しかし唾液が口内のpHバランスを整えることで、歯の脱灰を防いでいます。
抗菌
リゾチーム、ペルオキシダーゼ、免疫グロブリン、ラクトフェリンなどを含む唾液は、
口内に侵入した細菌の活動を抑えています。自浄作用とともに細菌の繁殖を阻害する重要なはたらきです。
消化
唾液中に含まれる消化酵素アミラーゼは、デンプンと反応して麦芽糖へ分解します。
咀嚼によって食べ物と混ざり、消化を助けています。
組織修復
上皮成長因子と神経成長因子が含まれる唾液は、組織修復による傷の治癒を促してくれます。

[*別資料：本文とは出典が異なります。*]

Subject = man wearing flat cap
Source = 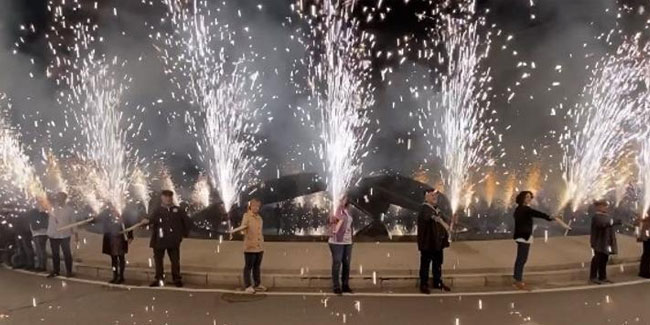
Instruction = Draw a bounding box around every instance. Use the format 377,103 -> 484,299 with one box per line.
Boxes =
147,190 -> 192,287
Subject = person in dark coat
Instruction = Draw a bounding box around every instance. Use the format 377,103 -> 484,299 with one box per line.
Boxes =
27,208 -> 50,272
589,200 -> 623,284
13,208 -> 34,271
147,190 -> 192,287
637,210 -> 650,279
94,205 -> 133,284
418,190 -> 451,294
512,191 -> 556,290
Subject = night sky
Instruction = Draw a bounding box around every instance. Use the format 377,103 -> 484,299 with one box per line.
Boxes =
0,0 -> 648,195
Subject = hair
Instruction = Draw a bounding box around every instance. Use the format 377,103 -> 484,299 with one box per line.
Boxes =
515,191 -> 534,205
594,200 -> 609,207
424,188 -> 438,195
248,197 -> 262,210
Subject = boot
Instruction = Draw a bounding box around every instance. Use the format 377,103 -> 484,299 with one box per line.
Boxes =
108,272 -> 119,283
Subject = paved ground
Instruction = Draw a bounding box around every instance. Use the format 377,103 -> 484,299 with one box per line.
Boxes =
0,270 -> 650,325
75,232 -> 641,275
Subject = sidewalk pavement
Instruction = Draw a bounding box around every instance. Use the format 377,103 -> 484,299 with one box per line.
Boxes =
68,232 -> 641,289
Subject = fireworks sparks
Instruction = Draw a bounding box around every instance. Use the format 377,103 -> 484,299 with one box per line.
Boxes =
192,175 -> 210,208
421,1 -> 494,211
0,93 -> 45,200
560,41 -> 645,210
158,0 -> 262,210
296,0 -> 374,208
45,3 -> 142,212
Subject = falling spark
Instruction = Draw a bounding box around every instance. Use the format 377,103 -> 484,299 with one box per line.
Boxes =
0,93 -> 46,203
50,7 -> 137,212
192,175 -> 210,208
422,0 -> 493,212
158,0 -> 263,211
559,41 -> 645,211
296,0 -> 374,204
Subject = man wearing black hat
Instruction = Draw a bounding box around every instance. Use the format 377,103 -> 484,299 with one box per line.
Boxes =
148,190 -> 192,287
418,189 -> 451,294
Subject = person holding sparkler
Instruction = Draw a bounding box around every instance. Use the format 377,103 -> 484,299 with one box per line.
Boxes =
144,190 -> 192,287
27,206 -> 50,272
328,197 -> 354,294
418,189 -> 451,294
47,192 -> 79,278
230,198 -> 266,293
94,204 -> 133,284
512,191 -> 561,290
589,200 -> 623,284
637,210 -> 650,279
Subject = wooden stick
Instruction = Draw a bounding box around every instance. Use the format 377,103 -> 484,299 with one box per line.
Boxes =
120,219 -> 148,234
56,218 -> 95,231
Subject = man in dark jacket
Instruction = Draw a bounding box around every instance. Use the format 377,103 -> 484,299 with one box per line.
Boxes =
418,190 -> 450,294
27,208 -> 50,272
589,200 -> 622,284
148,190 -> 192,287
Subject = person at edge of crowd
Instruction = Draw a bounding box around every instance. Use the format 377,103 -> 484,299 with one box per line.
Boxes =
93,204 -> 133,284
589,200 -> 623,284
47,192 -> 79,278
637,209 -> 650,279
13,208 -> 34,271
327,197 -> 354,295
417,189 -> 451,294
230,198 -> 266,294
27,205 -> 50,272
143,190 -> 192,288
512,191 -> 556,290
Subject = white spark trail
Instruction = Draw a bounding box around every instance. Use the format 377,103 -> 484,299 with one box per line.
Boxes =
158,0 -> 263,210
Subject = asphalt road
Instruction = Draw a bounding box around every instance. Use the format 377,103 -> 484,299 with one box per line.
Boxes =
0,269 -> 650,325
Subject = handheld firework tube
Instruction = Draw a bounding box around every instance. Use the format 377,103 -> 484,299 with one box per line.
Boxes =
120,219 -> 149,234
56,218 -> 95,231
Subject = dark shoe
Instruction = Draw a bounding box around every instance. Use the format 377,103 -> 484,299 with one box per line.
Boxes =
433,283 -> 451,292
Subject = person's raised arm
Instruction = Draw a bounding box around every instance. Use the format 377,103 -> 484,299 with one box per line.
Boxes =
528,207 -> 555,221
228,213 -> 248,234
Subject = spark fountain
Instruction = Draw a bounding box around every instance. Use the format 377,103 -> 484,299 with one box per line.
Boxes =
298,0 -> 374,208
156,0 -> 264,210
48,4 -> 137,212
0,93 -> 47,203
559,41 -> 645,211
420,1 -> 496,212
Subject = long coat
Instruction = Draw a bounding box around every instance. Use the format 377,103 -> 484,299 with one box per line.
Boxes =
591,213 -> 622,255
94,210 -> 133,256
149,206 -> 192,249
418,204 -> 449,251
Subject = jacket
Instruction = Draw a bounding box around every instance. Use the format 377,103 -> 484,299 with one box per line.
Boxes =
149,206 -> 192,249
93,210 -> 133,256
591,213 -> 622,255
512,205 -> 553,240
418,203 -> 449,251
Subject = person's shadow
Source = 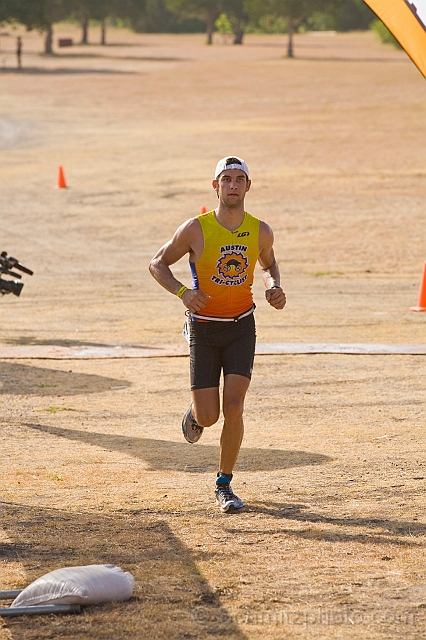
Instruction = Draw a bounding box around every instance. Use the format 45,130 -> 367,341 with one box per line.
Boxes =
0,502 -> 247,640
25,423 -> 332,473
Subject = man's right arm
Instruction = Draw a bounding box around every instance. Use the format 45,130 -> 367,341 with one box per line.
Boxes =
149,218 -> 208,313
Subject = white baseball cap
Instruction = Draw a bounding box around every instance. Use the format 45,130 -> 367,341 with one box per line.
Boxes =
214,156 -> 250,180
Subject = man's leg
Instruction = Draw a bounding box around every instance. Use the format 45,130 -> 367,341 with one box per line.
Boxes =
219,373 -> 250,475
191,387 -> 220,427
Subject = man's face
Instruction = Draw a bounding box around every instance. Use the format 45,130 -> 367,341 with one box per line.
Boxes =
212,169 -> 251,208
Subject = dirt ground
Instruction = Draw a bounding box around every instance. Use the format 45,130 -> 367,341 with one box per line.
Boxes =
0,25 -> 426,640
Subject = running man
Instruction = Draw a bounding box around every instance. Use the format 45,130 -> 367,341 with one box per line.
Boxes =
149,156 -> 286,512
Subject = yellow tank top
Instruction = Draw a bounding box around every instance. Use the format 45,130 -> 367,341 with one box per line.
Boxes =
190,211 -> 260,318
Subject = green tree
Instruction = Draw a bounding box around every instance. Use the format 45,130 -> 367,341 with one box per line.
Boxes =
166,0 -> 221,44
246,0 -> 343,58
0,0 -> 75,54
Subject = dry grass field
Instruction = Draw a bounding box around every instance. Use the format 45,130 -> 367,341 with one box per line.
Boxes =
0,25 -> 426,640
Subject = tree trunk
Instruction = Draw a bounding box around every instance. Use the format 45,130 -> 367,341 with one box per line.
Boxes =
80,17 -> 89,44
206,11 -> 216,44
44,24 -> 53,56
234,27 -> 244,44
287,20 -> 294,58
101,18 -> 106,44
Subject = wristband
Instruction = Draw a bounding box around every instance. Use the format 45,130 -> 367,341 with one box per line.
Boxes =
176,285 -> 188,298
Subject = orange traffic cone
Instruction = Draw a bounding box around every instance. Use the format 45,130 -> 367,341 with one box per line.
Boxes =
410,262 -> 426,311
56,167 -> 67,189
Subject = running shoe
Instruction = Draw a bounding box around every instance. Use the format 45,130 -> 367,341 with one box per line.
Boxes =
215,476 -> 244,513
182,402 -> 204,444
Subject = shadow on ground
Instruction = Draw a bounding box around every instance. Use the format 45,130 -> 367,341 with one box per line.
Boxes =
0,503 -> 246,640
24,423 -> 331,473
225,502 -> 426,547
0,361 -> 132,396
0,67 -> 139,75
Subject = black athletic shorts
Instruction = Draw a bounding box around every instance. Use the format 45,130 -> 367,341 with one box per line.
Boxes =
188,313 -> 256,389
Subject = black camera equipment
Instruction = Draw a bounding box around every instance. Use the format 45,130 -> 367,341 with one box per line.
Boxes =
0,251 -> 33,296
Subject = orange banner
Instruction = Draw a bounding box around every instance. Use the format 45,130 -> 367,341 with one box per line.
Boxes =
364,0 -> 426,78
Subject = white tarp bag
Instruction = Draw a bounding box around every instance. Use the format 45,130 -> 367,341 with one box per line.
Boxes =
10,564 -> 135,607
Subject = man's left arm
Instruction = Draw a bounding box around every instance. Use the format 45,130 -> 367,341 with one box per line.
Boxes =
258,222 -> 286,309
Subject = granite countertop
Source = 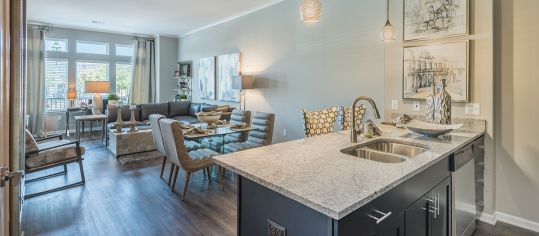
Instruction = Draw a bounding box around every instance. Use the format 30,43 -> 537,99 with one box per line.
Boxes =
215,125 -> 484,220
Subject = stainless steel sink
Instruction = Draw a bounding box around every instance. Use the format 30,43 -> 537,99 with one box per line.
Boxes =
341,139 -> 429,163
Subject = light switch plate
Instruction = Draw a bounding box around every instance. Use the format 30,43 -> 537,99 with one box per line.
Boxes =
464,103 -> 481,115
391,100 -> 399,110
412,102 -> 421,111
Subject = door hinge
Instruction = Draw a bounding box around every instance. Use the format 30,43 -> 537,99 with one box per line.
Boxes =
0,166 -> 24,188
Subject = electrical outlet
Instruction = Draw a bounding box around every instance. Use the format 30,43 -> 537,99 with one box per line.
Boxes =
391,100 -> 399,110
412,102 -> 421,111
464,103 -> 481,115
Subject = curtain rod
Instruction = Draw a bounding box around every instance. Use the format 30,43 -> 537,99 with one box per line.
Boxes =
133,35 -> 155,41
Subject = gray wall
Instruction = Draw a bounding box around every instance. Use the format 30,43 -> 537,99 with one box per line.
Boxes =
495,0 -> 539,226
179,0 -> 385,142
155,36 -> 178,102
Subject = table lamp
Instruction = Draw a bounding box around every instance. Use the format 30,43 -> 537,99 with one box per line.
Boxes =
67,89 -> 77,108
232,75 -> 254,110
84,81 -> 110,115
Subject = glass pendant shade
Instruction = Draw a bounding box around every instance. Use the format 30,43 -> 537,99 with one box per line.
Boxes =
299,0 -> 322,23
380,20 -> 395,42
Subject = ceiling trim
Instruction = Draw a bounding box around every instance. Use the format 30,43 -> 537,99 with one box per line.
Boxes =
178,0 -> 285,38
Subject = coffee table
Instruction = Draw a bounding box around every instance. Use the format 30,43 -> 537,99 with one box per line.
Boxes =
107,127 -> 157,157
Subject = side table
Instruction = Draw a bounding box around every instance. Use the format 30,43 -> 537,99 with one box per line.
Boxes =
75,115 -> 108,142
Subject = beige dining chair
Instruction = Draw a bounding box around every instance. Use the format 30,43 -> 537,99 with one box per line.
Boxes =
159,119 -> 219,200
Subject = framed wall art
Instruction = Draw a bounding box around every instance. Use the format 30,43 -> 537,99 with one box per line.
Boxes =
403,0 -> 469,41
198,57 -> 215,100
402,41 -> 469,102
217,53 -> 240,102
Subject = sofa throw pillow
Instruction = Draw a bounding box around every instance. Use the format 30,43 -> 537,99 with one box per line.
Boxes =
140,102 -> 169,121
189,103 -> 202,116
172,101 -> 191,117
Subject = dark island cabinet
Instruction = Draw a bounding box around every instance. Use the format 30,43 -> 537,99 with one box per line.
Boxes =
238,136 -> 486,236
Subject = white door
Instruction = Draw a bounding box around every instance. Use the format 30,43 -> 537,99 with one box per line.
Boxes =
0,0 -> 26,236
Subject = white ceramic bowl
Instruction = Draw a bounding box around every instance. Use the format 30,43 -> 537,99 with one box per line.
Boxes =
197,111 -> 221,124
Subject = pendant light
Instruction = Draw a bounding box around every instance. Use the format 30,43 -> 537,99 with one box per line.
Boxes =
380,0 -> 395,42
299,0 -> 322,23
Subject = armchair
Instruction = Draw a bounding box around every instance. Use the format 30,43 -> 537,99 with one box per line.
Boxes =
24,130 -> 86,199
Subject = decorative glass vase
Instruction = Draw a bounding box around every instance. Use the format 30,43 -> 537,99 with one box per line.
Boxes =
425,80 -> 436,123
434,79 -> 451,124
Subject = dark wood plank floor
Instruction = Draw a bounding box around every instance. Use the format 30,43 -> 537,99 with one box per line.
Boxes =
23,141 -> 539,236
23,141 -> 236,235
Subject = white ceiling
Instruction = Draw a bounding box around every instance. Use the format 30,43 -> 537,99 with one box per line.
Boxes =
27,0 -> 282,36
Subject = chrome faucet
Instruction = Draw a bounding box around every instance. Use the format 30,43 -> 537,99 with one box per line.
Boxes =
350,96 -> 380,143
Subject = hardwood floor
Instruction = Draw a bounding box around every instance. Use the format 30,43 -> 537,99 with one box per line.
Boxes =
23,141 -> 539,236
22,141 -> 236,235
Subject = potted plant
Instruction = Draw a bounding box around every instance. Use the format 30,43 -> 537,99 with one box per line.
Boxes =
107,94 -> 120,106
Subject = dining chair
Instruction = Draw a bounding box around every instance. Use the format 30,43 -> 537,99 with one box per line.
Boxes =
149,114 -> 202,184
224,112 -> 275,153
159,119 -> 219,201
201,109 -> 251,151
339,104 -> 367,131
301,107 -> 339,137
24,130 -> 86,199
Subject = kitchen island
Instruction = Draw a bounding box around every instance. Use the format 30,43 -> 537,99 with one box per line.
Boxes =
215,125 -> 484,235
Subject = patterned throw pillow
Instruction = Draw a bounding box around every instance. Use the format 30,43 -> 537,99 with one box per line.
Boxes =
303,107 -> 338,137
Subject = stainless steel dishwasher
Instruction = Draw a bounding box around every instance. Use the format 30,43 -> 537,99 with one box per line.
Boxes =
450,144 -> 476,236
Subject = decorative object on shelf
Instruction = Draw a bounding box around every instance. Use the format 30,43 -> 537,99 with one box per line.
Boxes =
217,53 -> 240,102
107,94 -> 120,106
198,57 -> 215,100
425,81 -> 436,122
84,81 -> 110,115
232,75 -> 254,110
299,0 -> 322,23
173,61 -> 192,101
402,41 -> 469,102
405,119 -> 463,137
434,79 -> 451,124
403,0 -> 469,41
380,0 -> 395,42
67,89 -> 77,108
114,106 -> 123,133
129,105 -> 137,132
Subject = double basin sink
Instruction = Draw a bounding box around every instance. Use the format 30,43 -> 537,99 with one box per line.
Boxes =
341,139 -> 429,163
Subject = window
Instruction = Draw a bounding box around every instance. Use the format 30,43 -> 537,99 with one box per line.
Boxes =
45,58 -> 68,111
76,61 -> 109,99
77,40 -> 109,55
45,38 -> 67,52
116,44 -> 135,57
116,63 -> 133,104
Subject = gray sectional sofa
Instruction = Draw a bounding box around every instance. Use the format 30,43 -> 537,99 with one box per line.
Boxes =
106,101 -> 234,127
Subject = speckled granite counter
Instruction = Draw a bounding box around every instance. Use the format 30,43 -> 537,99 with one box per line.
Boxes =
215,125 -> 484,220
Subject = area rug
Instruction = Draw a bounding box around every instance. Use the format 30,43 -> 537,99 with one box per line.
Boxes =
118,150 -> 163,165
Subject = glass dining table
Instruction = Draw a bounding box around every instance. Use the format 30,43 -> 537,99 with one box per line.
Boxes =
184,124 -> 256,154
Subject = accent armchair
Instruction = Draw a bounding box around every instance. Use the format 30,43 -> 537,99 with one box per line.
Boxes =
24,130 -> 86,199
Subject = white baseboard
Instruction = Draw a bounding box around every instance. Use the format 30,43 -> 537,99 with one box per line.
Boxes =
479,211 -> 539,233
496,212 -> 539,233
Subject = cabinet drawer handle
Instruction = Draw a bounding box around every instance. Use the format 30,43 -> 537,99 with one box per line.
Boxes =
368,210 -> 391,224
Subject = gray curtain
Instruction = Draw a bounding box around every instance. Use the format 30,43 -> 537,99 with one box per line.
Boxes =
26,27 -> 45,134
129,38 -> 157,104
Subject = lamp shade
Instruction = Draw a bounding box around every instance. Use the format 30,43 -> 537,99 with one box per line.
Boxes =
84,81 -> 110,93
67,89 -> 77,99
232,75 -> 254,90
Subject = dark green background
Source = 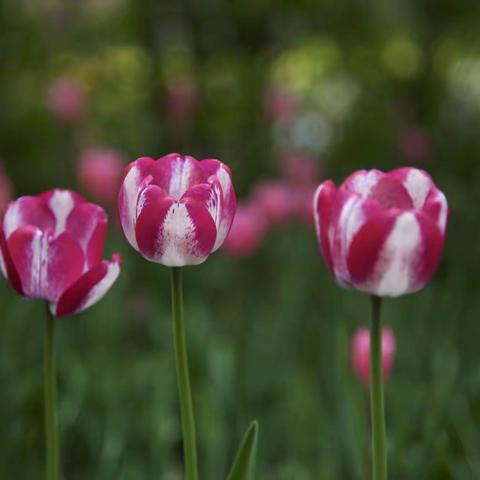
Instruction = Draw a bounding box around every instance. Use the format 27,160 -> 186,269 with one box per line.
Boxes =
0,0 -> 480,480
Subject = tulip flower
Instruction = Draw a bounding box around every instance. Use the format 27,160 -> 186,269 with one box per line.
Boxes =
48,78 -> 86,123
77,148 -> 124,205
0,190 -> 120,480
118,153 -> 256,480
119,153 -> 236,267
314,168 -> 448,297
352,327 -> 396,385
222,204 -> 268,258
313,168 -> 448,480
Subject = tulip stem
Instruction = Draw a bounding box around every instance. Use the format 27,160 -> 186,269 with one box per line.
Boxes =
44,306 -> 60,480
370,295 -> 387,480
171,267 -> 198,480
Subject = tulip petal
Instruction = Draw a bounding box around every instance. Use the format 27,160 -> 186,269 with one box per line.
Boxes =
313,180 -> 337,272
339,169 -> 385,197
200,159 -> 237,251
3,196 -> 55,238
136,186 -> 216,267
347,207 -> 396,285
7,226 -> 84,301
0,230 -> 23,295
50,254 -> 120,317
67,202 -> 108,271
411,212 -> 445,291
423,188 -> 449,235
150,153 -> 208,200
38,189 -> 85,237
372,212 -> 423,297
135,185 -> 176,262
387,167 -> 433,209
118,157 -> 155,250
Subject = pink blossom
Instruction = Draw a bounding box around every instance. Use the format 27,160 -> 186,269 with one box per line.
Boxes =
0,190 -> 120,317
118,153 -> 236,267
314,168 -> 448,297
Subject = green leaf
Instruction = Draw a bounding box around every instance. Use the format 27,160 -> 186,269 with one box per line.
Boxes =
227,420 -> 258,480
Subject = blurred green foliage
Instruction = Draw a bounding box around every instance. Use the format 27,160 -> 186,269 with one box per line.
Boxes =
0,0 -> 480,480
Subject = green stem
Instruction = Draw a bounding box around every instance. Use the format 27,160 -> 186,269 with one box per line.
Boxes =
44,307 -> 59,480
172,267 -> 198,480
370,295 -> 387,480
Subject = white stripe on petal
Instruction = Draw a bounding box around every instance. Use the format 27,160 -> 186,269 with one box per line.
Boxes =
168,157 -> 193,200
120,166 -> 143,250
335,195 -> 366,278
3,199 -> 22,238
313,187 -> 325,238
75,262 -> 120,313
50,261 -> 120,316
352,170 -> 382,197
158,203 -> 205,267
48,190 -> 75,237
403,168 -> 432,209
435,190 -> 448,234
374,212 -> 422,297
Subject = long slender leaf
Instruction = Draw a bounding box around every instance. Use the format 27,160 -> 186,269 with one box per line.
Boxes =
227,420 -> 258,480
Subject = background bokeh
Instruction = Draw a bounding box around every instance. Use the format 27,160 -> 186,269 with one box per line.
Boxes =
0,0 -> 480,480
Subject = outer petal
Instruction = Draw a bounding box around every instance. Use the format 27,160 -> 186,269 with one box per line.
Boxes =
410,212 -> 445,291
347,205 -> 399,293
313,180 -> 337,273
50,254 -> 120,317
66,202 -> 108,271
7,226 -> 84,301
136,186 -> 216,267
118,157 -> 155,250
200,159 -> 237,251
3,196 -> 55,238
151,153 -> 208,200
135,185 -> 176,263
369,212 -> 436,297
339,169 -> 385,197
0,229 -> 23,295
423,187 -> 449,235
38,189 -> 85,237
386,167 -> 434,209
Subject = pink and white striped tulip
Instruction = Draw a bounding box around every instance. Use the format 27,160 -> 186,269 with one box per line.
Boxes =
0,190 -> 120,317
118,153 -> 236,267
314,168 -> 448,297
222,203 -> 268,258
352,327 -> 396,385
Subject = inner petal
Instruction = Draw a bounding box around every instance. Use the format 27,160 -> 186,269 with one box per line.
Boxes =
368,176 -> 413,210
150,153 -> 208,200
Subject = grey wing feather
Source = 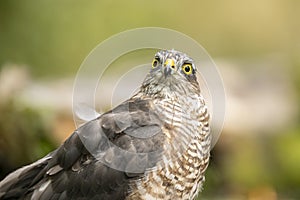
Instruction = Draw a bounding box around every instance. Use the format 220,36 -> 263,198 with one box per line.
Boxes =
0,97 -> 164,199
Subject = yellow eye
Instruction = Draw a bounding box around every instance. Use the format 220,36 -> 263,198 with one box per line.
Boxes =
182,64 -> 193,75
152,58 -> 159,68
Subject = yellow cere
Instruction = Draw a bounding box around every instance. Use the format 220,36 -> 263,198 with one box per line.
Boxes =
182,64 -> 193,75
165,58 -> 175,68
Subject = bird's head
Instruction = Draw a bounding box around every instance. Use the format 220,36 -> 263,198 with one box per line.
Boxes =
142,50 -> 200,97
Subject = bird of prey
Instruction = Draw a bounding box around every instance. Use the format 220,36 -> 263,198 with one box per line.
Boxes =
0,50 -> 211,200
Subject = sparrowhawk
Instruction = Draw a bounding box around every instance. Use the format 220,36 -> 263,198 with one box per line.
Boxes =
0,50 -> 211,200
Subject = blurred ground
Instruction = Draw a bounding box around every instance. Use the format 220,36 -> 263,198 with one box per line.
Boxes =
0,0 -> 300,199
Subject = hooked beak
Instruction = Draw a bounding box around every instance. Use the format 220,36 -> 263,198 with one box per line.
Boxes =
163,58 -> 175,78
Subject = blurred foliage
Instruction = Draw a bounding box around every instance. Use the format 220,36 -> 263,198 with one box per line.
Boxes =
0,0 -> 300,77
0,101 -> 57,180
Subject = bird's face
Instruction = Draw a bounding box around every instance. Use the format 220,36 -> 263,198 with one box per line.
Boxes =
143,50 -> 200,96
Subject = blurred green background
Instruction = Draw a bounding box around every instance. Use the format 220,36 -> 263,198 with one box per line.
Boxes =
0,0 -> 300,199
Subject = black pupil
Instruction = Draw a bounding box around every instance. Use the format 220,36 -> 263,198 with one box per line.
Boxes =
184,66 -> 191,72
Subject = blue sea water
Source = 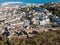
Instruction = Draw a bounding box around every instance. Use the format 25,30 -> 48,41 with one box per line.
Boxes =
0,0 -> 60,4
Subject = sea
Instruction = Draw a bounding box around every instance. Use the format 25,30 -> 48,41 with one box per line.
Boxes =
0,0 -> 60,5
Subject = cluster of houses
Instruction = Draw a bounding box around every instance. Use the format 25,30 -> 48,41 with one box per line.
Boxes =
0,3 -> 60,38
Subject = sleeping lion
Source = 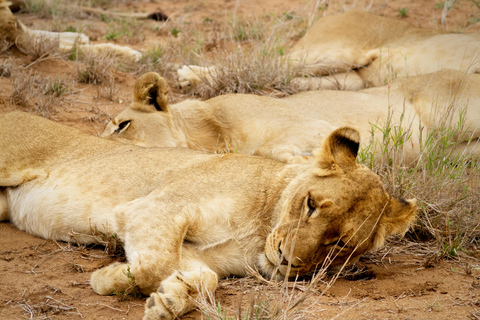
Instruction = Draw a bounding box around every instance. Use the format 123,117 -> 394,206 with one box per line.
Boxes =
177,10 -> 480,91
0,112 -> 417,319
100,70 -> 480,164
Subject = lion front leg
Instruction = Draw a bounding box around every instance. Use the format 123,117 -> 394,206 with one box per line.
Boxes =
0,188 -> 8,221
143,266 -> 218,320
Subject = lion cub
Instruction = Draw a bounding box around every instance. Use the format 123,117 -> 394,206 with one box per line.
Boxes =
0,112 -> 417,319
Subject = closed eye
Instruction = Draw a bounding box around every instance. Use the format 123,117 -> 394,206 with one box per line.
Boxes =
113,120 -> 130,133
325,239 -> 348,249
307,197 -> 317,217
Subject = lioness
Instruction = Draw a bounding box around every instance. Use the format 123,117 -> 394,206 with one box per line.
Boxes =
0,112 -> 417,319
178,10 -> 480,90
100,70 -> 480,163
0,0 -> 143,61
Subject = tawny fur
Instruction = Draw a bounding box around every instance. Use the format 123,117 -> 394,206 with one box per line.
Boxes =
178,10 -> 480,90
0,0 -> 143,61
0,112 -> 416,319
101,70 -> 480,163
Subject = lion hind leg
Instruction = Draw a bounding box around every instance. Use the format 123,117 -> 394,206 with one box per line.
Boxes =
90,262 -> 133,296
143,266 -> 218,320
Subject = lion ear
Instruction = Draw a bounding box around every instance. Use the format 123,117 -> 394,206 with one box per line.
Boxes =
373,198 -> 417,249
131,72 -> 169,112
314,127 -> 360,176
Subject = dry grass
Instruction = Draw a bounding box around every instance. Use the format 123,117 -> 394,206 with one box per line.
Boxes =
0,0 -> 480,319
361,79 -> 480,257
18,34 -> 61,62
77,52 -> 116,84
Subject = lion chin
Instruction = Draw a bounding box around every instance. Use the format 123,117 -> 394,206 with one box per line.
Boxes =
0,111 -> 417,320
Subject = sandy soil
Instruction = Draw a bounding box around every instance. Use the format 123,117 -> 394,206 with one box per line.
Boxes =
0,0 -> 480,319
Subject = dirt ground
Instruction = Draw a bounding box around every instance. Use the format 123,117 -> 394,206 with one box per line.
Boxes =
0,0 -> 480,319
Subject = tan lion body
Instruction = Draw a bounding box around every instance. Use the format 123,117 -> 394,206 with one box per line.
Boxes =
0,112 -> 416,319
101,70 -> 480,163
0,0 -> 143,61
178,10 -> 480,90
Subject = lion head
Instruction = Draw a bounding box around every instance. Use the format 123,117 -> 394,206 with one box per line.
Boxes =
100,72 -> 186,147
259,127 -> 417,278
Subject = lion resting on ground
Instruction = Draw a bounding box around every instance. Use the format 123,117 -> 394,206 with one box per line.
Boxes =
0,112 -> 416,319
100,70 -> 480,163
0,0 -> 143,61
178,10 -> 480,90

「ケガをしたときにツバをつけておけば治る」という考えは、この組織修復のはたらきによるものです。
再石灰化
カルシウムイオン、リン酸イオン、フッ素イオンを含む唾液は、食事によって一時的な脱灰状態となった
歯のエナメル質の再石灰化を促してくれます。正常な再石灰化が起こることで、脱灰状態の進行を防ぎ、
虫歯リスクを軽減しています。
上記のようなはたらきをはじめ、唾液中に含まれる成分が、口内や全身の健康をサポートしています。
唾液が減るとどんな影響がある?
ストレスなど、さまざまな理由で唾液の分泌量は減少します。そして十分な唾液の分泌がなければ、
口内が乾燥するため、細菌が繁殖しやすくなります。
細菌が繁殖すれば口臭や虫歯リスクが高まる他、体内にも侵入しやすくなり、
インフルエンザ、風邪など全身の病気につながりかねません。
- 口腔運動の低下(麻痺や合わない入れ歯・義歯の使用など)
- 刺激の減少(食べ物のにおいを嗅いだりする機会がない)
- 脱水(発汗や嘔吐・下痢による体内の水分量低下)
- 薬剤による副作用
- 日常生活の癖(口を開きっぱなしにする)
- 口内組織への強い刺激(刺激の強い歯磨き粉などの使用)
たとえば、上記のような原因で唾液の分泌は年齢問わず減少します。
適切な口腔ケアはもちろん、唾液を分泌させるための必要な刺激や水分を意識して、
正常な唾液の分泌を維持しましょう。
唾液を増やすためにできることとは
- よく噛む(刺激で唾液の分泌を促す)
- 水分補給(唾液に必要な水分を得る)
- 口呼吸ではなく鼻呼吸を意識する(口内乾燥を防ぐ)
- お酒やたばこを控える(刺激を減らす)
- 唾液腺マッサージ(唾液の分泌を促す)
- 唾液の質を上げる(口内の乳酸菌を増やす)
唾液には、口内の傷や歯の脱灰を修復したり、あらゆる病原菌の侵入・感染を防いだりする重要な
役割を担うための、多くの成分が含まれています。健康な体作りを目指すには、唾液の分泌量も意識することが重要です。